Kurangi Takaran BBM Subsidi Nelayan, Izin APMS di Mubar Terancam Dicabut

282

Penjabat (Pj) Bupati Muna Barat (Mubar) Dr Bahri melakukan inspeksi mendadak (sidak) di Agen Premium Minyak dan Solar (APMS) Tondasi, kecamatan Tiworo Utara. Sidak tersebut dilakukan atas keluhan masyarakat terkait proses penyaluran BBM subsidi yang tidak sesuai dengan ketentuan.

APMS yang menangani kebutuhan bahan bakar minyak (BBM) nelayan jenis solar bersubsidi ketahui masih menggunakan cara-cara konvensional dan tidak sesuai dengan perundang-undangan. Diduga hal ini merugikan masyarakat penerima manfaat.

“Jadi, di APMS Tondasi ini kita menemukan masih menggunakan takaran liter. Misalnya masyarakat membeli 20 liter, yang didapatkan hanya 18 liter saja. Ini kan sangat tidak baik, hak masyarakat untuk mendapatkan BBM bersubsidi dikurangi,” kata Bahri, usai melakukan sidak, Selasa 20 September 2022.

Direktur Perencanaan Keuangan Daerah Kemendagri ini mengaku, bahwa sidak ini merupakan sebuah kewajiban pemerintah daerah atas perintah Presiden RI dalam rangka penanganan inflasi. Di antaranya adalah sidak di pusat-pusat penjualan BBM untuk memastikan pendistribusian dan pembelian BBM bersubsidi tepat sasaran.

“APMS Tondasi ini melayani untuk nelayan kita. Hari ini, APMS ini kita tertibkan karena pendistribusian menggunakan takaran liter, olehnya itu ke depan kita mendorong untuk menggunakan cara seperti yang ada di pertamina biasanya yakni menggunakan nosel.
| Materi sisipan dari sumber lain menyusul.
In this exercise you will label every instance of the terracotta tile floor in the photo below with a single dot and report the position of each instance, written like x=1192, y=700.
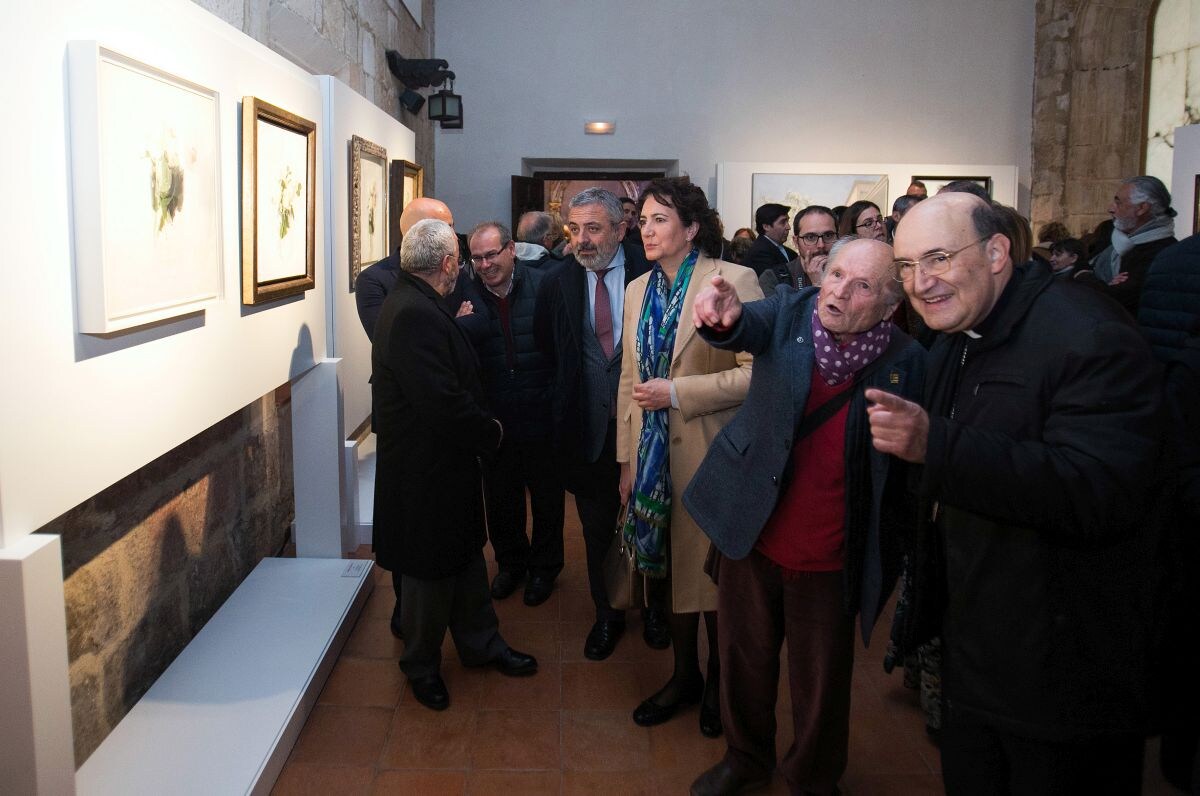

Distribusi dengan takaran liter ini bisa bisa mengurangi hak masyarakat,” ujarnya.

Alumni STPDN 07 itu juga menyampaikan bahwa sidak tersebut dilakukan sebagai upaya pemerintah agar memastikan pemenuhan hak masyarakat nelayan dalam mendapatkan BBM bersubsidi. Karena selama ini mereka dibeli 20 liter namun takaran bersihnya hanya 18 liter.

“Saya meminta pemilik APMS ini, dalam waktu dua bulan sudah menggunakan sistem tera atau nosel. Kalau dalam dua bulan ini tidak diindahkan, maka izin APMS ini kita kita cabut,” tegasnya.

Bahri juga menekankan bahwa ke depan penyaluran BBM yang dilakukan APMS akan terus diawasi. Ia juga telah menyampaikan kepada pihak Kepolisian Sektor (Polsek) Tiworo Tengah dibantu dengan Danramil Tikep.

Iklan oleh Google

“Saya menginginkan BBM bersubsidi ini tepat sasaran. Kita ditugaskan memastikan distribusi BBM ke masyarakat lancar dan masyarakat menerima sesuai dengan volume yang diterimanya,” tegasnya.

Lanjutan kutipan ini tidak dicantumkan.